/ip firewall filter add chain=forward action=drop time=“20:00:00-23:50:00,mon,tue,wed,thu,fri,sat,sun” src-mac-address=F8:A9:63:34:B9:91
I have the above filter in place. When the time hits I can see the packets counting on the GUI interface which start counting exactly at the time the filter starts. However the workstation is still able to continue working.
I rebooted the router but still no luck. Any ideas?
I have something similar and it works fine.
add action=drop chain=forward comment="Block 2100 to 2230. Mon-Thu, Sun" src-mac-address=AC:38:70:14:B4:50 time=21h-22h30m,sun,mon,tue,wed,thu
Can you export your firewall filters?
/ip firewall filter add action=drop chain=forward src-mac-address=F8:A9:63:34:B9:91 time=21h15m-23h59m,sun,mon,tue,wed,thu,fri,sat
the weird part as I said is when the time of day hits then on the GUI you see the byte counters show the traffic.
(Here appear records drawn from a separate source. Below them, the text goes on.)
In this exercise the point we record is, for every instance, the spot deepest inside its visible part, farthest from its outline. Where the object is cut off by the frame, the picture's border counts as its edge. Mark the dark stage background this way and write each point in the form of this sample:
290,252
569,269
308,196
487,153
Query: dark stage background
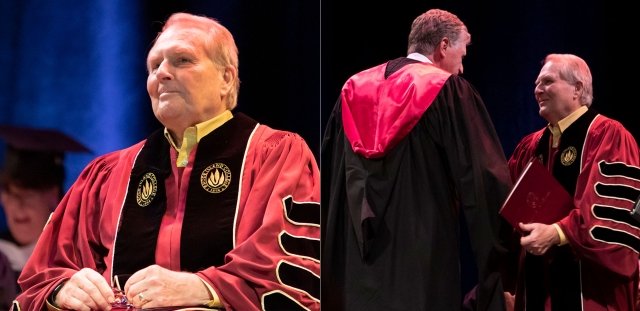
509,41
79,67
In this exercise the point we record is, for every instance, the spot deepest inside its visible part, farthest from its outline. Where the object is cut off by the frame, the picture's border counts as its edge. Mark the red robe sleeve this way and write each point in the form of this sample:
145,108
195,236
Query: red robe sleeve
77,235
280,178
595,233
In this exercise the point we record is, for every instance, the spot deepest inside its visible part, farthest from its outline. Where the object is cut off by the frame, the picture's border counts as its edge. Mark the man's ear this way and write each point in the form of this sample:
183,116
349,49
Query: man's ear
578,89
445,43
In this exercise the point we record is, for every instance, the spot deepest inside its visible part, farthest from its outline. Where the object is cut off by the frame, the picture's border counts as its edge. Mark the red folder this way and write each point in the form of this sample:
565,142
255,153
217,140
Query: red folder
536,197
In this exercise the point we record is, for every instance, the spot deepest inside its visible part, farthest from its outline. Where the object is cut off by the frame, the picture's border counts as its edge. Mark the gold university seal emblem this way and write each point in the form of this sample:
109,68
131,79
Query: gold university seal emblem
147,189
215,178
568,156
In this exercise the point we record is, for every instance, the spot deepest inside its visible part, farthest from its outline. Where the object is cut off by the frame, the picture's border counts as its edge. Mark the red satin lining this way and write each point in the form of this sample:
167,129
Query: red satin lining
378,113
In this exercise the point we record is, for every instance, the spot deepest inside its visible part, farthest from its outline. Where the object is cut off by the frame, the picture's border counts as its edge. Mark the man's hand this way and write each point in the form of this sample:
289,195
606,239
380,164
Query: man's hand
541,237
155,286
85,290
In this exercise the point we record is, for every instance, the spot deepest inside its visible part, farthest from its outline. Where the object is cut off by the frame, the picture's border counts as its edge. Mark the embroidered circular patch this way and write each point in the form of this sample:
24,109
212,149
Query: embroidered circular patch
568,156
215,178
147,189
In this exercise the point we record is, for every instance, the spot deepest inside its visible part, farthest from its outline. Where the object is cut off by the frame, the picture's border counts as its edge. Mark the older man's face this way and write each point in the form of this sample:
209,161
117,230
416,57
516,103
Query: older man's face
185,86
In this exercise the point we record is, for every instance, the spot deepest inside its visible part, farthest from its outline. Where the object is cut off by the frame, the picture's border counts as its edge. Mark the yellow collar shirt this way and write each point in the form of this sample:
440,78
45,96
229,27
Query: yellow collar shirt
193,134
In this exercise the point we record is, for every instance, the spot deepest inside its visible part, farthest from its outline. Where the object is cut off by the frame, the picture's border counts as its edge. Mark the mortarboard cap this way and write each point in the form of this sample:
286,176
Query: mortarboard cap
34,158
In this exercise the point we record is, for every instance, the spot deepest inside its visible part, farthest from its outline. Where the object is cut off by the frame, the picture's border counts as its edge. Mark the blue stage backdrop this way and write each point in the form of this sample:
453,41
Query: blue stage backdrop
79,67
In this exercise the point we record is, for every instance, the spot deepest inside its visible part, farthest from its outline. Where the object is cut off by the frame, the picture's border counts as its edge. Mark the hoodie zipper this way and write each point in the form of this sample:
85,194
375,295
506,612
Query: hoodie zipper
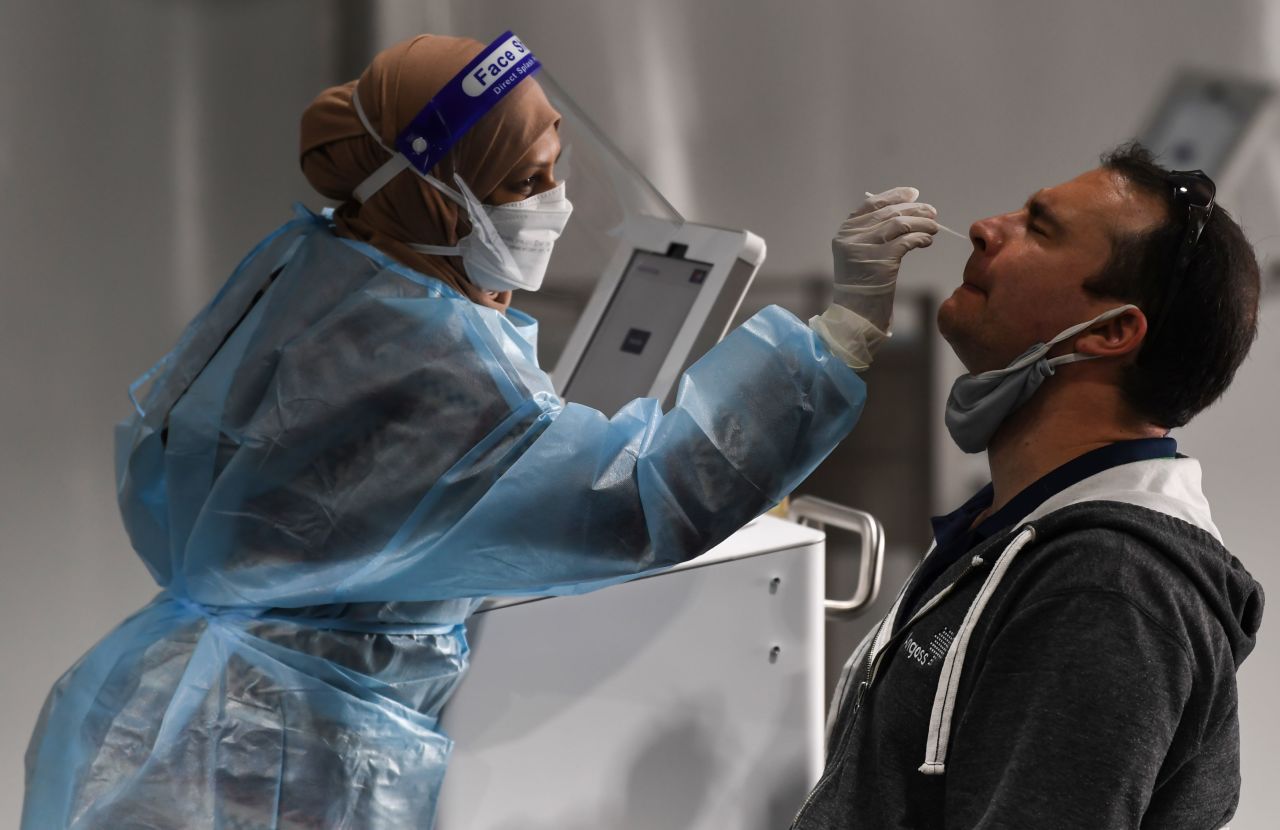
873,660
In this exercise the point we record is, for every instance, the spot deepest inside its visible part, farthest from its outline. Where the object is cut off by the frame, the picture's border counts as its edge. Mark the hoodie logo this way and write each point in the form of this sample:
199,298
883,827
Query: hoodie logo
935,652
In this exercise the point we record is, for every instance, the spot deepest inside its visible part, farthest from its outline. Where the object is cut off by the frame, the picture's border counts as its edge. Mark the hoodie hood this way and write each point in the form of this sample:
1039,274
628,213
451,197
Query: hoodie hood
1183,532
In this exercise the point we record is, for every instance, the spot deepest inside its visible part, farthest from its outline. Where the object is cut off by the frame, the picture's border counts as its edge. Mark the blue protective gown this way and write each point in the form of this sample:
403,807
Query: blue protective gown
332,468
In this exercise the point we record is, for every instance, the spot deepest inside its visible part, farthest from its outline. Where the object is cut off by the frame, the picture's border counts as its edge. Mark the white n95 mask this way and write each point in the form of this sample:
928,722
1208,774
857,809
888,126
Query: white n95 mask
979,404
510,245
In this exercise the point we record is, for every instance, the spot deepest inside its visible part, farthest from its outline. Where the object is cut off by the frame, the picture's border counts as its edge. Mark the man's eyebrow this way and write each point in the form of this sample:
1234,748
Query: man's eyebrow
1041,213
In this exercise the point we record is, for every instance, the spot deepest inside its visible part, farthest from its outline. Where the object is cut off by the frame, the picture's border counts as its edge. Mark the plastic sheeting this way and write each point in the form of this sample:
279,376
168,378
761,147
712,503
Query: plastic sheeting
332,468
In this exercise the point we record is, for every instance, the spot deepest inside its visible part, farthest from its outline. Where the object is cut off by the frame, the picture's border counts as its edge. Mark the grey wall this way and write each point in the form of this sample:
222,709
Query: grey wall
146,144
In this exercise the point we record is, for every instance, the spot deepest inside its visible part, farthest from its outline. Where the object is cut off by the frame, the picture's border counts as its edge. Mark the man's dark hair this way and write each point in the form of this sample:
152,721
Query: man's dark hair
1206,318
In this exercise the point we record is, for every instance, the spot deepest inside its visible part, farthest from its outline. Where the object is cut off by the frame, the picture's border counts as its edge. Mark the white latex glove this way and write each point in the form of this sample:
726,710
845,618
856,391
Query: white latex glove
867,254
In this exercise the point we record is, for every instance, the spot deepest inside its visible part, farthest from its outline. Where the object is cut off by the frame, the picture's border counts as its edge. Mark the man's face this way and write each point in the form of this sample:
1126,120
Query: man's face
1024,281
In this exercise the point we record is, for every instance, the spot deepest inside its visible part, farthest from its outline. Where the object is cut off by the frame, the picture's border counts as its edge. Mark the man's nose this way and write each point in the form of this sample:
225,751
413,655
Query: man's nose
986,235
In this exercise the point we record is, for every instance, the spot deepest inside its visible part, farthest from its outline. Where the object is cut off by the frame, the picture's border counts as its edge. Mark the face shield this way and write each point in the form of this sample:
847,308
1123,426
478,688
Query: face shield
513,246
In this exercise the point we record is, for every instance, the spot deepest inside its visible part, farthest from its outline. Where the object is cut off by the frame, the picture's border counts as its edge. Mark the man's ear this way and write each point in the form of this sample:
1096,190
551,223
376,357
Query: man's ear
1120,336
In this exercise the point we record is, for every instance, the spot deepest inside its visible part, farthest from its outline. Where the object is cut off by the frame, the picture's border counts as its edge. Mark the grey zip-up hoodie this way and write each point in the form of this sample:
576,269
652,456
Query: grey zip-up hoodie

Probably existing connections from the host keep working via an earlier rule that accepts established/related connections.
Go in the connections tab and remove all connections with that host’s IP and I bet it kills everything. If so, make a script to do this and schedule it for 1 minute after the rule kicks in.
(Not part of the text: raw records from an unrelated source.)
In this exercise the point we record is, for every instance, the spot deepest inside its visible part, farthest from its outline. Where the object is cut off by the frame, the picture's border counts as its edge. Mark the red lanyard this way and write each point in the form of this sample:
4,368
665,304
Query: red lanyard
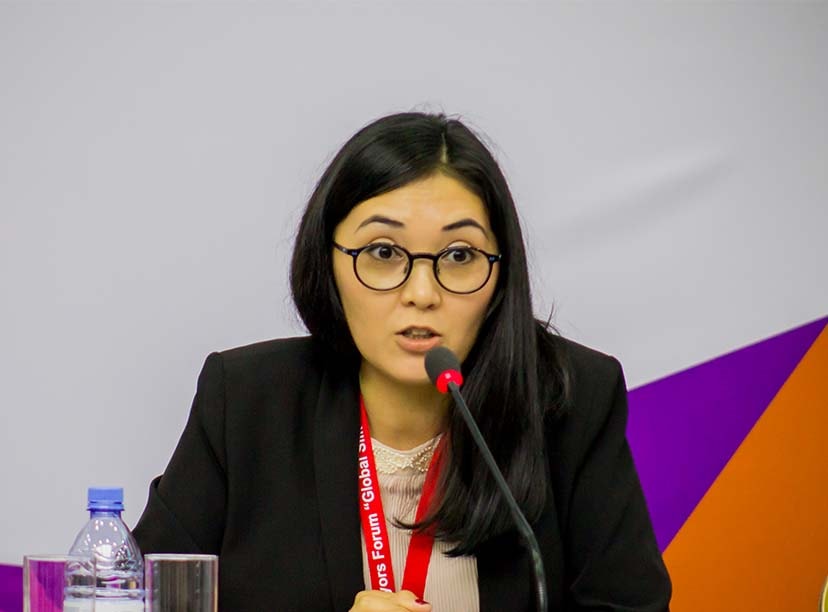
374,528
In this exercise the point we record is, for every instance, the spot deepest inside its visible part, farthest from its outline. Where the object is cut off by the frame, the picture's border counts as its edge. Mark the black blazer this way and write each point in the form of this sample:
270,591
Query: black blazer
265,475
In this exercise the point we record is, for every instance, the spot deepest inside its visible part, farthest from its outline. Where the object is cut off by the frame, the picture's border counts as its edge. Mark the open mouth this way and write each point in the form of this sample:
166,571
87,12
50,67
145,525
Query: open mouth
418,333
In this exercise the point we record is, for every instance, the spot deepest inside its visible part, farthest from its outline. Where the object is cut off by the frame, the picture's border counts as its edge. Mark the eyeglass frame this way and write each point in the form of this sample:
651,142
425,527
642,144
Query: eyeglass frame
434,257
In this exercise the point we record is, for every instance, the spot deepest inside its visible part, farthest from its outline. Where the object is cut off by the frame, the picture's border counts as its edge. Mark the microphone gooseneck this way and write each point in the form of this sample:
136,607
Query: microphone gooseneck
443,369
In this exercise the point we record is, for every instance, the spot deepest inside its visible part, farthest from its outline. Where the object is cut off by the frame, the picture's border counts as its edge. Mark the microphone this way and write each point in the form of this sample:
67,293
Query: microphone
443,370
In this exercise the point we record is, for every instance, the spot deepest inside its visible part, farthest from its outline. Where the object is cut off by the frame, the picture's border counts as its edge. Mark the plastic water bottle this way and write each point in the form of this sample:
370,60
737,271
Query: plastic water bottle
120,566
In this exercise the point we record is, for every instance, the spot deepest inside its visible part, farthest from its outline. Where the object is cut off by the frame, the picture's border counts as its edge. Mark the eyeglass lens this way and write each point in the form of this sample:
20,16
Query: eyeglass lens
385,266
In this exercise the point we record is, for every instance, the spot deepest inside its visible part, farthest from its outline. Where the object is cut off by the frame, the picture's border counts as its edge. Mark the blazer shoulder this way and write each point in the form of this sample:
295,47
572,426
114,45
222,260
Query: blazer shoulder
588,367
280,352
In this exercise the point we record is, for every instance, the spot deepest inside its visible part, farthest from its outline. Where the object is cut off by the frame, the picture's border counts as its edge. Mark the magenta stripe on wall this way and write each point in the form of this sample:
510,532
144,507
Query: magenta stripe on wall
11,588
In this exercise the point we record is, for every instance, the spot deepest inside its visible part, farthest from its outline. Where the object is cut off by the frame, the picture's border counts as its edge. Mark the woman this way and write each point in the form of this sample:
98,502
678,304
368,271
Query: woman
410,240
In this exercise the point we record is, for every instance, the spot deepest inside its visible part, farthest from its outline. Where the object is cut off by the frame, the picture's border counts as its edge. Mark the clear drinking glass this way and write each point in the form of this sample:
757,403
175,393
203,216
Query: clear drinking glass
49,580
181,583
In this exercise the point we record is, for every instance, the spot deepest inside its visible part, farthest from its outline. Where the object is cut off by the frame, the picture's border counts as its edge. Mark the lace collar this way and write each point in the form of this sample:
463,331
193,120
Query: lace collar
391,461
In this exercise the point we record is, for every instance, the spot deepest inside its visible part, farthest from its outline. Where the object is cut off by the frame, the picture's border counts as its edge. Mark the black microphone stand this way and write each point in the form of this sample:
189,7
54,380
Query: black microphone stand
520,520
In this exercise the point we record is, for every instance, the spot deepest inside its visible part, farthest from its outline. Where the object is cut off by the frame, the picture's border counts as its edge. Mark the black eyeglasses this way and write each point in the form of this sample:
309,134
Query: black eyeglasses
382,266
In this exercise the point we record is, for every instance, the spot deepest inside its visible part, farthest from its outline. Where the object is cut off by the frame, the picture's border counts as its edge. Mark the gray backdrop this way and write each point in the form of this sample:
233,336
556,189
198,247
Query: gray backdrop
668,160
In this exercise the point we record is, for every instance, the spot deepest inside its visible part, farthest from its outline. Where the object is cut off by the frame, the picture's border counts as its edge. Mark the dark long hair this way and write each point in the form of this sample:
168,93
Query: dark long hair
515,374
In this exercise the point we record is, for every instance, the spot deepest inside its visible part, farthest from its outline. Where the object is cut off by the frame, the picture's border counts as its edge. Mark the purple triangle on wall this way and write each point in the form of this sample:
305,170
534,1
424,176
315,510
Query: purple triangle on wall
684,428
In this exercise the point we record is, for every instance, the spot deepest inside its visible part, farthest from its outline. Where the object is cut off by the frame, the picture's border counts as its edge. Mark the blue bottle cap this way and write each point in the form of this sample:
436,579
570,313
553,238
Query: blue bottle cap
105,498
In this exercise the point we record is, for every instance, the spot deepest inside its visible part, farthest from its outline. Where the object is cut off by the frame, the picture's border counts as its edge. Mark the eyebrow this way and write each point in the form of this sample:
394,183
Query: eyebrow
446,228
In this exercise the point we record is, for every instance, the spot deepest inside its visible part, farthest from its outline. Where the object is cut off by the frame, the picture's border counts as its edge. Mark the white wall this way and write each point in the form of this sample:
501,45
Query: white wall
669,162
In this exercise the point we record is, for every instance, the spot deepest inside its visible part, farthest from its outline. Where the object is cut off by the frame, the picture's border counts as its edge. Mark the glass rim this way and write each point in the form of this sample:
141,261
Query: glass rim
57,557
179,557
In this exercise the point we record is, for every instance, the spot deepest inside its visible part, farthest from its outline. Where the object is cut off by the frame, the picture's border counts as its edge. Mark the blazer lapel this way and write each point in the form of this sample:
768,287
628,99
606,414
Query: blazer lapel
503,578
336,430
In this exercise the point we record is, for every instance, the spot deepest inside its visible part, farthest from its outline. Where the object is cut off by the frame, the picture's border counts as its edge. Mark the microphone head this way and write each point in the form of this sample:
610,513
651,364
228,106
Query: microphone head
443,367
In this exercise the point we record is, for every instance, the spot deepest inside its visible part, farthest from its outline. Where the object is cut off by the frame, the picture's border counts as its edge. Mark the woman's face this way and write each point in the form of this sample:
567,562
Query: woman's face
394,329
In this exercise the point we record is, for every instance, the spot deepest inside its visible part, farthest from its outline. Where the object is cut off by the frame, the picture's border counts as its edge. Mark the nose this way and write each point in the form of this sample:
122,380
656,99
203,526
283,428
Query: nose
421,289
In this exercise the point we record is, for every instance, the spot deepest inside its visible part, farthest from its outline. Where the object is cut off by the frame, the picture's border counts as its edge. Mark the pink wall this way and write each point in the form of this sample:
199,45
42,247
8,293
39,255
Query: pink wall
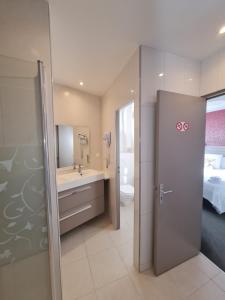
215,128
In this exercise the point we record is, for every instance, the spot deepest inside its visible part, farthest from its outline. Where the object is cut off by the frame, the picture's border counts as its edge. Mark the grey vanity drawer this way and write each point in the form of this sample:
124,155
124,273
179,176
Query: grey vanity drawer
74,198
81,214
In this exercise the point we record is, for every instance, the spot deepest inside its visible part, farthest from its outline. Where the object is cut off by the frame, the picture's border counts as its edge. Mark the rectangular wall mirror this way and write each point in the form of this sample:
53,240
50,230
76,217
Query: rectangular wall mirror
72,145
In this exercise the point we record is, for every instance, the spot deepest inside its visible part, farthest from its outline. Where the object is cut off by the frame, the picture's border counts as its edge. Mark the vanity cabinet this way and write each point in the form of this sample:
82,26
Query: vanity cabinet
80,204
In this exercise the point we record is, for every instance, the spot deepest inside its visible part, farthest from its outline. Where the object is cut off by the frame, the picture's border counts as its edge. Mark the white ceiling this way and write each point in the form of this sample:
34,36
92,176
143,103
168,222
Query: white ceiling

this is the only rule I have. Been pretty simple up to now. How would I make a script to drop that connection? Shouldnt it drop by itself just from the rule however?
THANK YOU
Not quite sure I follow your meaning - do you mean that your forward chain has only one rule, that being the time-of-day filter?
post the results of this command in a terminal window:
/ip firewall filter print detail where chain=forward
(enclose it in a
block for readability.)
I got this working. The IP Firewall didnt seem to kick the user off at the time. So as per your suggestion I added a schedule one minute later to drop the DHCP. That worked great! Problem solved! Thanks for everyone’s help!